Впрочем, со временем мое поведение изменилось. Когда пару лет спустя я задумалась о «кровном родстве», которое часто упоминалось в литературе, а также о словах «плод чрева твоего» из молитвы «Богородице Дево, радуйся», я не стала обращаться к матери за разъяснениями. Возможно, что к этому времени она уже несколько раз ответила молчанием на мои вопросы, — не помню. Собственно, в основе моей сдержанности лежали более серьезные причины: я стала себя контролировать. Мать редко меня наказывала и даже если, случалось, хлестала по щекам, мне было не больно. Я по-прежнему сильно ее любила, но стала побаиваться. Было у нее одно выражение, от которого мы сестрой впадали в столбняк. «Это смешно», — говорила мать. Мы часто слышали эти слова, когда они с папой обсуждали кого-то чужого. Обращенный против нас, этот приговор исторгал нас из семейного рая и бросал на самое дно общества, где прозябало остальное человечество. Мы были не в силах предугадать, какой жест, какая реплика повлечет за собой страшную для нас реакцию. Любая инициатива была чревата последствиями; из осторожности мы предпочитали помалкивать. Помню наше с сестрой изумление, когда, попросив разрешения взять с собой на каникулы кукол, мы услышали: «Почему нет?» Много лет подряд мы не решались даже заикнуться об этом. Главной причиной моей нерешительности был страх почувствовать мамино презрение.
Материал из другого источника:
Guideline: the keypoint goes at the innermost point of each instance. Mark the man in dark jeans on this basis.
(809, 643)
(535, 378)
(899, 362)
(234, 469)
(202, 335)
Кроме того, когда ее глаза вспыхивали гневом или когда она просто поджимала губы, я, кажется, в равной степени боялась моего собственного падения в ее глазах и грозы, бушевавшей в ее душе. Если бы она уличила меня во лжи, я бы острее переживала мамино негодование, нежели собственный позор; мысль об этом была столь для меня невыносима, что я всегда говорила правду. Я, разумеется, не могла понять, что, отвергая все незнакомое и новое, мать защищала себя от смятения, в которое повергло бы ее малейшее возражение; тем не менее я чувствовала, что непривычные слова, неожиданные решения нарушали ее спокойствие. Я чувствовала на себе ответственность, а значит, зависела вдвойне.